Le général Kornilov.


Deux jours après les délibérations de Mohilev, le général Broussilov dut quitter le poste de généralissime. On avait tenté de mettre à la tête des armées russes un homme qui adhérait aux nouvelles mesures du gouvernement provisoire avec un loyalisme, indiscutable, et qui les approuvait. L’expérience n’avait pas réussi. On abandonnait le chef qui, jadis, en entrant en charge, avait ainsi défini sa mission providentielle[1] : « Je suis chef de l’armée révolutionnaire. J’ai été nommé à ce poste lourd de responsabilités par le peuple révolutionnaire et par le gouvernement provisoire, d’accord avec le Soviet des députés ouvriers et soldats de Pétrograd. C’est moi qui, le premier, ai passé du côté du peuple : je suis au service du peuple, je le servirai toujours et ne m’en séparerai jamais. »

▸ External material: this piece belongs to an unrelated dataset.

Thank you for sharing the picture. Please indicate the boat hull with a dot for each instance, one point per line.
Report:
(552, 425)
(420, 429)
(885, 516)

Dans ses dépositions devant la commission d’enquête, Kérensky a exposé les motifs de la révocation de Broussilov : la situation du front était désespérée ; une avance des Allemands était possible, il fallait, aux armées, une volonté ferme et un plan précis ; Broussilov était incapable de prévoir les éventualités graves et d’y parer ; enfin, il n’avait aucune influence sur les soldats ni sur les officiers.

Quoi qu’il en soit, le départ du général Broussilov n’est pas un simple épisode de la vie administrative : en se séparant du généralissime, le gouvernement avouait, sans détours, la faillite de sa politique militaire.

Le 19 juillet, un décret du gouvernement provisoire portait au poste de chef suprême Lavr Guéorguiévitch Kornilov, général d’infanterie.

J’ai raconté — au chapitre VII — mon entrevue avec Kornilov qui commandait alors les troupes de la région militaire de Pétrograd. Sa nomination à ce poste avait eu pour unique but de ramener dans le devoir et la subordination la garnison de la capitale. Kornilov ne put y réussir. Habitué aux batailles, capable d’entraîner par son courage, par son sang-froid, par son mépris de la mort, de vrais soldats, le général ne pouvait s’entendre avec cette tourbe de fainéants et de mercantis qu’était devenue la garnison de Pétrograd.

  1. 9 juillet — réponse aux félicitations du Soviet de Mohilev.